Hurricane Katrina has already brought higher gasoline prices in its aftermath, but the auto industry could be squeezed further as steel prices rise. The price of steel for auto manufacturing and industrial equipment could rise by as much as 20 percent as flooding in New Orleans has limited the supply of raw materials such as liquid hydrogen and scrap, the Wall Street Journal reported on Wednesday.

The newspaper said the increase would be in addition to roughly 20 percent price increases by steel makers including U.S. Steel Corp. and Nucor Corp. that became effective on September 1 for shipments of products such as hot-rolled coil.

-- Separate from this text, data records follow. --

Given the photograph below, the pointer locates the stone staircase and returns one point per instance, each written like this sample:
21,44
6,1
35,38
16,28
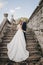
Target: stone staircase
32,46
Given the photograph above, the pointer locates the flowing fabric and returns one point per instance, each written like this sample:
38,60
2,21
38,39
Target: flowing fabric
17,47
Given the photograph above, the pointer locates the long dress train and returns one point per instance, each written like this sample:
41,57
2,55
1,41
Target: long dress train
17,47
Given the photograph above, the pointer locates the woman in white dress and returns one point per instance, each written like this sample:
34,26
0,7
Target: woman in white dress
17,47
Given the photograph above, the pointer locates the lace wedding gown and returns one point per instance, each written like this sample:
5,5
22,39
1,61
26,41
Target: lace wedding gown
17,47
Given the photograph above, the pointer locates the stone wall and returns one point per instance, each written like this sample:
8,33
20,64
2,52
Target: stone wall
36,23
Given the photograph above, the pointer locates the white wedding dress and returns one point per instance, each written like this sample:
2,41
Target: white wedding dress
17,47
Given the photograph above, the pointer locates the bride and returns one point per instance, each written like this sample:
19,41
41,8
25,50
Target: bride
17,47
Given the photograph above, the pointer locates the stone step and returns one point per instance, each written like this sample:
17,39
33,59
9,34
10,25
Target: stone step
31,41
30,44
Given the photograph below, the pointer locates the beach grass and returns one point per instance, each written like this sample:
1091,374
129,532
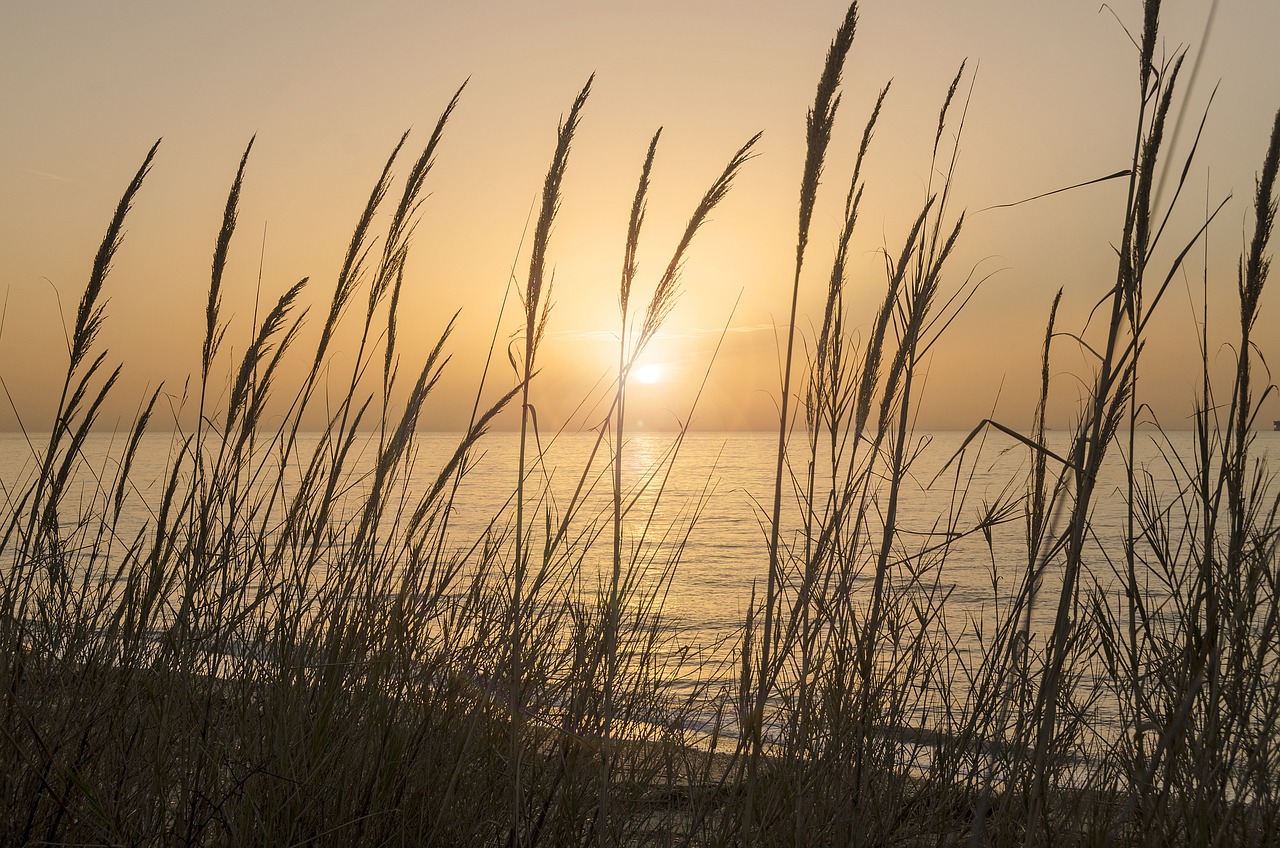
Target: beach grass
296,648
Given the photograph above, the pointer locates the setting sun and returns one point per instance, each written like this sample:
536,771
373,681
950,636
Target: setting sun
649,373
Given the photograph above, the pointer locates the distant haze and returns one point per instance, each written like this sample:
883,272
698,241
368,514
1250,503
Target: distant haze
329,86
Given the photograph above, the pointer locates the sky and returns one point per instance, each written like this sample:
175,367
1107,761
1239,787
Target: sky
327,87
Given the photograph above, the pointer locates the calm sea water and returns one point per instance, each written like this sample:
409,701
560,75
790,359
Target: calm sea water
723,483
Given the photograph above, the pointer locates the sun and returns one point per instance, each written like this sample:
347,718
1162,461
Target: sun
649,373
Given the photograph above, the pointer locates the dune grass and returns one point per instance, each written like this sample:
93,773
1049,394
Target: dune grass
295,648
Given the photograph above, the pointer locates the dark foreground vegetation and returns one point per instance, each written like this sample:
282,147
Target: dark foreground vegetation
275,660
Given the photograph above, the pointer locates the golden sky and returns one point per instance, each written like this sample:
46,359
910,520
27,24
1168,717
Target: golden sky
329,86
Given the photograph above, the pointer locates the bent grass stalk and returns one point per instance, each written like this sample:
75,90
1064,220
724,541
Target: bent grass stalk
292,647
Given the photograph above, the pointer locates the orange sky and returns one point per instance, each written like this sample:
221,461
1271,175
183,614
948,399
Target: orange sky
328,87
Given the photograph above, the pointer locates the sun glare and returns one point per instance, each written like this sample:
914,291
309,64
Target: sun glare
649,373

Liquid hydrogen is used to make higher-quality steels such as galvanized or cold-rolled coils, which are used in products from auto panels to garage doors. Scrap is used to make new steel.

The newspaper said that as buyers stockpile to avoid higher prices and shortages, prices could escalate by as much as $80 a ton on such products. Currently, hot-rolled coil costs about $500 a ton. Concrete reinforcing bar, used in construction, is also expected to rise.

The report said some larger automakers may look to ship extra supplies of steel from abroad. It quoted Dave Elshoff, a spokesman for the Chrysler group, as saying the company is monitoring the situation, but "as of this time, all our suppliers have found alternate sources" of hydrogen.